The study found that all models tested made mistakes in differentiating between meaningful and gibberish sentences. (Pexels)

Study finds AI models have difficulty recognizing gibberish

Febin MathewSeptember 15, 23 Artificial Intelligence

According to a study published on Thursday, chatbots and other applications powered by AI models still struggle to differentiate between nonsensical content and natural language.

Researchers at Columbia University in the US said their work revealed the limitations of current AI models and suggested it was too early to unleash them in a legal or medical setting.

They went through nine AI models, fired hundreds of pairs of sentences at them, and asked which ones were most likely to be used in everyday speech.

They asked 100 people to make the same judgment about pairs of sentences such as: “The buyer can also own the genuine product / Walk the perimeter of the surrounding high school.”

A study published in the journal Nature Machine Intelligence compared AI responses to human responses and found dramatic differences.

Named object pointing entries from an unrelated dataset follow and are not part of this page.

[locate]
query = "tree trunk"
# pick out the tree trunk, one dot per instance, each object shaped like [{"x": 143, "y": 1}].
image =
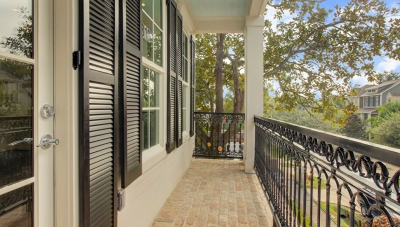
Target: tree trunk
[
  {"x": 239, "y": 99},
  {"x": 219, "y": 90}
]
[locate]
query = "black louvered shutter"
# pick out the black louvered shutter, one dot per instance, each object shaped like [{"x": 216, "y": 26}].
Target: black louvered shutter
[
  {"x": 179, "y": 64},
  {"x": 192, "y": 83},
  {"x": 131, "y": 90},
  {"x": 171, "y": 76},
  {"x": 98, "y": 123}
]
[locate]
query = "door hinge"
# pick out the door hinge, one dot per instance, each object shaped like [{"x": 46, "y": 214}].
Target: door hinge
[
  {"x": 76, "y": 59},
  {"x": 121, "y": 199}
]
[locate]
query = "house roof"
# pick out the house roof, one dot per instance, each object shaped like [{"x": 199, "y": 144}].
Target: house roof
[
  {"x": 383, "y": 84},
  {"x": 363, "y": 89},
  {"x": 220, "y": 16},
  {"x": 367, "y": 110},
  {"x": 388, "y": 84},
  {"x": 394, "y": 93}
]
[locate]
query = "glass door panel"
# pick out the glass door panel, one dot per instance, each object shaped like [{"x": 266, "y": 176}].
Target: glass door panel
[{"x": 16, "y": 119}]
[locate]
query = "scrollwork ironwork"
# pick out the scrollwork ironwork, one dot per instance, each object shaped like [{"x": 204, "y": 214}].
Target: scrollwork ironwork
[{"x": 279, "y": 144}]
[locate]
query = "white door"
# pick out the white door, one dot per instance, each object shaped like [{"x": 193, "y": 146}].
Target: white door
[{"x": 26, "y": 84}]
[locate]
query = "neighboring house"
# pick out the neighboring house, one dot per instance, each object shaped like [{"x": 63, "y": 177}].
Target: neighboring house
[
  {"x": 371, "y": 96},
  {"x": 120, "y": 76},
  {"x": 393, "y": 96}
]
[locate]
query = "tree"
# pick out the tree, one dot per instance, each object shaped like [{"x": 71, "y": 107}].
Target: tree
[
  {"x": 384, "y": 112},
  {"x": 205, "y": 77},
  {"x": 354, "y": 127},
  {"x": 314, "y": 55},
  {"x": 301, "y": 116},
  {"x": 387, "y": 76},
  {"x": 219, "y": 60},
  {"x": 22, "y": 42}
]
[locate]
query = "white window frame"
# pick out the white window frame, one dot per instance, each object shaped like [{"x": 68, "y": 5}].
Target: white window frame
[
  {"x": 154, "y": 24},
  {"x": 155, "y": 154}
]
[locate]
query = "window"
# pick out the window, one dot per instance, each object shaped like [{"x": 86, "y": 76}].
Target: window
[
  {"x": 185, "y": 58},
  {"x": 151, "y": 108},
  {"x": 152, "y": 30}
]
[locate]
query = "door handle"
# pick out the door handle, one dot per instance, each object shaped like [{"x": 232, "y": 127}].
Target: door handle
[
  {"x": 47, "y": 140},
  {"x": 25, "y": 140}
]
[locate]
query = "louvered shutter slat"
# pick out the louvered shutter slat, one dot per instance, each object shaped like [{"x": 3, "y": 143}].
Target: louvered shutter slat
[
  {"x": 98, "y": 118},
  {"x": 131, "y": 79},
  {"x": 192, "y": 84}
]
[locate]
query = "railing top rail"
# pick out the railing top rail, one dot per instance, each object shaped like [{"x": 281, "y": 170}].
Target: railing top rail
[
  {"x": 219, "y": 113},
  {"x": 380, "y": 152},
  {"x": 14, "y": 117}
]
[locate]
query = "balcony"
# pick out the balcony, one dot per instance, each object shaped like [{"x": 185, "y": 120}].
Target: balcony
[
  {"x": 304, "y": 177},
  {"x": 216, "y": 192}
]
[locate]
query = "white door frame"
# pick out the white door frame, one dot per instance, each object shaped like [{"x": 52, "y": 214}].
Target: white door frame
[
  {"x": 43, "y": 94},
  {"x": 66, "y": 159}
]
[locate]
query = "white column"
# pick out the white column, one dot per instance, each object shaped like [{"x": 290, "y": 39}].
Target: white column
[{"x": 253, "y": 85}]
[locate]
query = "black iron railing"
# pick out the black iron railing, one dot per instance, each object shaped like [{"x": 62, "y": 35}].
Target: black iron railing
[
  {"x": 314, "y": 178},
  {"x": 219, "y": 135}
]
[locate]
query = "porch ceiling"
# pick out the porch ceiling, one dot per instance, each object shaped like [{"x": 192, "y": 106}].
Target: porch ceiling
[{"x": 221, "y": 16}]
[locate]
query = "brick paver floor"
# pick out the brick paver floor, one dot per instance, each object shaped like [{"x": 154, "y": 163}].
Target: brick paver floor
[{"x": 216, "y": 192}]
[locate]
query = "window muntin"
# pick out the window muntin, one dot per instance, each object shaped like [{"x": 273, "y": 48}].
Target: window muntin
[
  {"x": 151, "y": 108},
  {"x": 152, "y": 30},
  {"x": 184, "y": 108},
  {"x": 185, "y": 58}
]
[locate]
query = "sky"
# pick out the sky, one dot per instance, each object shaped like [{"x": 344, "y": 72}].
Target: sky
[
  {"x": 381, "y": 64},
  {"x": 11, "y": 17}
]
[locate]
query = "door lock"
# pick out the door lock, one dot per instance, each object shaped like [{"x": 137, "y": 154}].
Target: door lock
[
  {"x": 47, "y": 140},
  {"x": 47, "y": 111}
]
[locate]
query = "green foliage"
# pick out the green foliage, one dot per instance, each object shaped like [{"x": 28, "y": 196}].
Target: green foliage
[
  {"x": 205, "y": 78},
  {"x": 233, "y": 80},
  {"x": 21, "y": 43},
  {"x": 301, "y": 116},
  {"x": 354, "y": 127},
  {"x": 388, "y": 130},
  {"x": 320, "y": 51},
  {"x": 384, "y": 112}
]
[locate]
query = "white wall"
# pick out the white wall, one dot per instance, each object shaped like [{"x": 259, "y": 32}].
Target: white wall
[{"x": 147, "y": 194}]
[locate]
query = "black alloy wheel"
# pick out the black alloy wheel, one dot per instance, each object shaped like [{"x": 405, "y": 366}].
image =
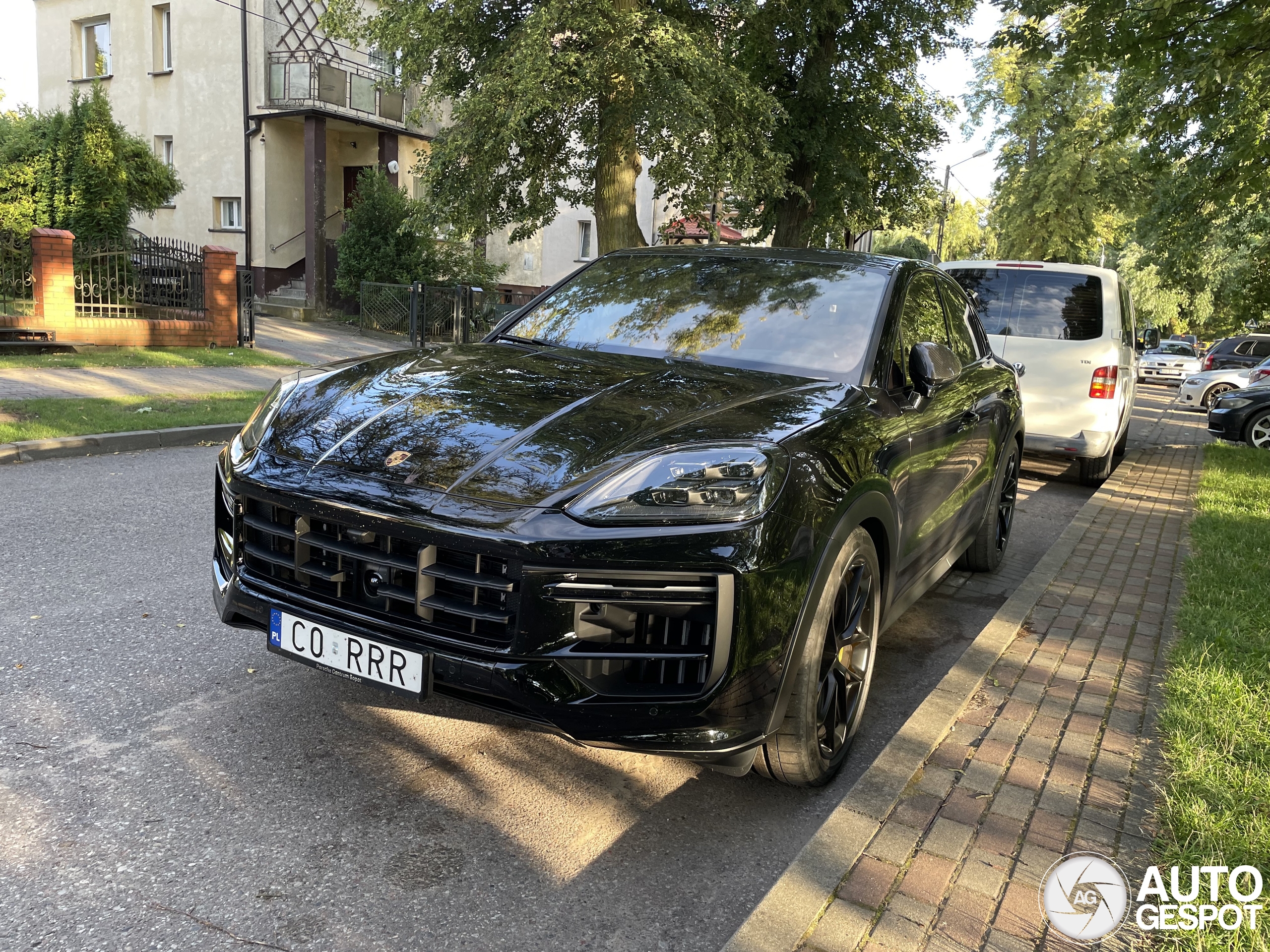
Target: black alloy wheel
[
  {"x": 846, "y": 658},
  {"x": 1259, "y": 431},
  {"x": 1006, "y": 499},
  {"x": 1213, "y": 393},
  {"x": 832, "y": 673}
]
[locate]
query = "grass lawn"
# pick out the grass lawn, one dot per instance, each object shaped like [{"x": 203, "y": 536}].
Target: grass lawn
[
  {"x": 1216, "y": 724},
  {"x": 41, "y": 419},
  {"x": 151, "y": 357}
]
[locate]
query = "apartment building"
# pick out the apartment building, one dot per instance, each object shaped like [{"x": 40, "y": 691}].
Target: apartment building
[{"x": 266, "y": 119}]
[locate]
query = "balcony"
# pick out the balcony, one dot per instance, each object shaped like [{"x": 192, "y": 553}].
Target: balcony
[{"x": 309, "y": 79}]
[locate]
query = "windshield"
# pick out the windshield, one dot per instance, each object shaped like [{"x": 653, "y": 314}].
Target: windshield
[
  {"x": 1035, "y": 304},
  {"x": 742, "y": 311},
  {"x": 1174, "y": 347}
]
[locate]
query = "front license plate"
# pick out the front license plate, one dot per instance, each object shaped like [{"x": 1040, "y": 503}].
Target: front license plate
[{"x": 352, "y": 656}]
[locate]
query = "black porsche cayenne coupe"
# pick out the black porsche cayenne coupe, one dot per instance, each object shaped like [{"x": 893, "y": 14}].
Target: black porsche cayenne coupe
[{"x": 666, "y": 507}]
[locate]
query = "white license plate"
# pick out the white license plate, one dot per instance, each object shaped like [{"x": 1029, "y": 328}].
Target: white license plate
[{"x": 352, "y": 656}]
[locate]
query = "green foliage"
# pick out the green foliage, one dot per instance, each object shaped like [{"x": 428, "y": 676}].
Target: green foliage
[
  {"x": 854, "y": 119},
  {"x": 389, "y": 239},
  {"x": 78, "y": 171},
  {"x": 1066, "y": 175},
  {"x": 1193, "y": 84},
  {"x": 558, "y": 101},
  {"x": 1217, "y": 692}
]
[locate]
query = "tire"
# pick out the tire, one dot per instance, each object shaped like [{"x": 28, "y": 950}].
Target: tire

Advanced models, such as GPT-2, an earlier version of the model that uses the viral chatbot ChatGPT, tended to match human responses.

Other simpler models fared less well.

But the researchers stressed that all models made mistakes.

“Each model had blind spots that labeled some sentences as meaningful that human participants thought were gibberish,” said psychology professor Christopher Baldassano, an author of the report.

“That should give us pause about the extent to which we want AI systems to make important decisions, at least for now.”

Tal Golan, one of the paper’s authors, told AFP that the models were “an exciting technology that can dramatically supplement human productivity”.

However, he argued that “it is premature to allow these models to replace human decision-making in fields such as law, medicine or student assessment”.

Among the pitfalls, he said, was the possibility that people could intentionally exploit blind spots to manipulate models.

AI models burst into the public consciousness with the release of ChatGPT last year, which has since been recognized for passing several tests and touted as a potential assistant for doctors, lawyers and other professionals.